Commenting on the discontinuation of support for Windows 7, a spokesperson from the National Cyber Security Centre (NCSC), which is part of GCHQ, said:

“The NCSC would encourage people to upgrade devices currently running Windows 7, allowing them to continue receiving software updates which help protect their devices.

We would urge those using the software after the deadline to replace unsupported devices as soon as possible, to move sensitive data to a supported device and not to use them for tasks like accessing bank and other sensitive accounts.

They should also consider accessing email from a different device.”

Similarly to Windows XP, Windows 7 has been one of the people’s favourite releases of Windows. It came after the heavily delayed Windows Vista which had a bad reputation at launch because of its performance on computers back then.

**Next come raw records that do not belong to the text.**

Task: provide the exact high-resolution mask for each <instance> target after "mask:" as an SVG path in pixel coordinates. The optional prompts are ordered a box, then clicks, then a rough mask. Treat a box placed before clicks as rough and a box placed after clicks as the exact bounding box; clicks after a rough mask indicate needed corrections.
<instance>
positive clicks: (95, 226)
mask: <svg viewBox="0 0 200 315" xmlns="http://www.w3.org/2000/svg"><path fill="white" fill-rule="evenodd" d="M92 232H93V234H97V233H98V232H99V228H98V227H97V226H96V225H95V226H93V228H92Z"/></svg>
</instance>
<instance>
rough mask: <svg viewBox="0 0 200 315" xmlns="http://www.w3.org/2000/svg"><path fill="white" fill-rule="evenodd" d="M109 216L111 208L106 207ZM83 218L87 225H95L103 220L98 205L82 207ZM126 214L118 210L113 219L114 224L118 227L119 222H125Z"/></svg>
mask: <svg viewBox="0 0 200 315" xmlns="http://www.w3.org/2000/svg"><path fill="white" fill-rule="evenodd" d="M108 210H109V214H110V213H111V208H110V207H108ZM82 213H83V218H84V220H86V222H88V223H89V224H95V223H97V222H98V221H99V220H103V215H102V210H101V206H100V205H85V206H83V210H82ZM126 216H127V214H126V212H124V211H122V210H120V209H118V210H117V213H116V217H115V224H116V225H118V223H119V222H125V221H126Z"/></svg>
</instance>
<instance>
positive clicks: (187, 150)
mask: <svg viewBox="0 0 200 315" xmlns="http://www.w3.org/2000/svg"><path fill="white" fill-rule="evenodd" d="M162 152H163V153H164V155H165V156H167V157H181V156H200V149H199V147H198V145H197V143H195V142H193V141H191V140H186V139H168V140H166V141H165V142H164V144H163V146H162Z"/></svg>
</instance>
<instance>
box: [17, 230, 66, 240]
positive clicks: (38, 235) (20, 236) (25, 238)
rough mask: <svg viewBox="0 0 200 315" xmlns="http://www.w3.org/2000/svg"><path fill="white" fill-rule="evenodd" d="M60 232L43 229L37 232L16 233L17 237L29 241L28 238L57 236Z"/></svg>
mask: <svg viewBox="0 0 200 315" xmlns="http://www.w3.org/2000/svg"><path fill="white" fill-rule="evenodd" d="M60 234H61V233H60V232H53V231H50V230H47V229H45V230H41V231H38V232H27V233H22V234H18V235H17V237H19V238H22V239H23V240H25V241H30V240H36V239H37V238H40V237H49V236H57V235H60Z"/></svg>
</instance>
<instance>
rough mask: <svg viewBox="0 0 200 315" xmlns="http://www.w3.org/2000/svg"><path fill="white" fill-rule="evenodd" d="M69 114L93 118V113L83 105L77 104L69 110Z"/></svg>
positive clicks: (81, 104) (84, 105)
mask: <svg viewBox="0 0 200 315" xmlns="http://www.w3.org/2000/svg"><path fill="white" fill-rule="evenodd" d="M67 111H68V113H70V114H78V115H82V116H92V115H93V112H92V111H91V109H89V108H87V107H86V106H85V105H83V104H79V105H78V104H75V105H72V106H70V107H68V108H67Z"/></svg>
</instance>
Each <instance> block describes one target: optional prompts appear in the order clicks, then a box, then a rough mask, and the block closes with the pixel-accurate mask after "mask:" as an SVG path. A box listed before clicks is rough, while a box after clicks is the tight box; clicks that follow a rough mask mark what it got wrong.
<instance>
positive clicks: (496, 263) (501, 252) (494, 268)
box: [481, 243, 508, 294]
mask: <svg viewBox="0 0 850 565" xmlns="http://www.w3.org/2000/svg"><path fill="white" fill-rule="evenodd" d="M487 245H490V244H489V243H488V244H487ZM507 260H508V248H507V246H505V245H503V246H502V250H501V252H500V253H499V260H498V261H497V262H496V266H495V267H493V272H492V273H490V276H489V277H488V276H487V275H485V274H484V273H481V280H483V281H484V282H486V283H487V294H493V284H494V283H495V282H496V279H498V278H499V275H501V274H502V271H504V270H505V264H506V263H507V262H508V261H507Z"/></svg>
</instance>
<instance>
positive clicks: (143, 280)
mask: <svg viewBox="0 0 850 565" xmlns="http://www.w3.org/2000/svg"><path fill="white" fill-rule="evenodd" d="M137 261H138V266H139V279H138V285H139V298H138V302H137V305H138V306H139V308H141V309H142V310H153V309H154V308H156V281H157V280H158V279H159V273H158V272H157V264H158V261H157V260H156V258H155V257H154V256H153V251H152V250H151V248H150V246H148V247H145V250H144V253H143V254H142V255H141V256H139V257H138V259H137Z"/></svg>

Microsoft was offering free upgrades to Windows 10 several years ago to those on Windows 7 and Windows 8.1, however, there were still a lot of holdouts who decided to stick with Windows 7 – many of those will have to decide what they’ll do from tomorrow.

While your computer should run Windows 10 well if it could handle Windows 7, you may find that some of your hardware is incompatible. In order to keep that hardware out of a landfill for a bit longer, you could try out a lightweight Linux distribution such as Lubuntu, an official Ubuntu flavour, or Linux Mint 19.3 Xfce.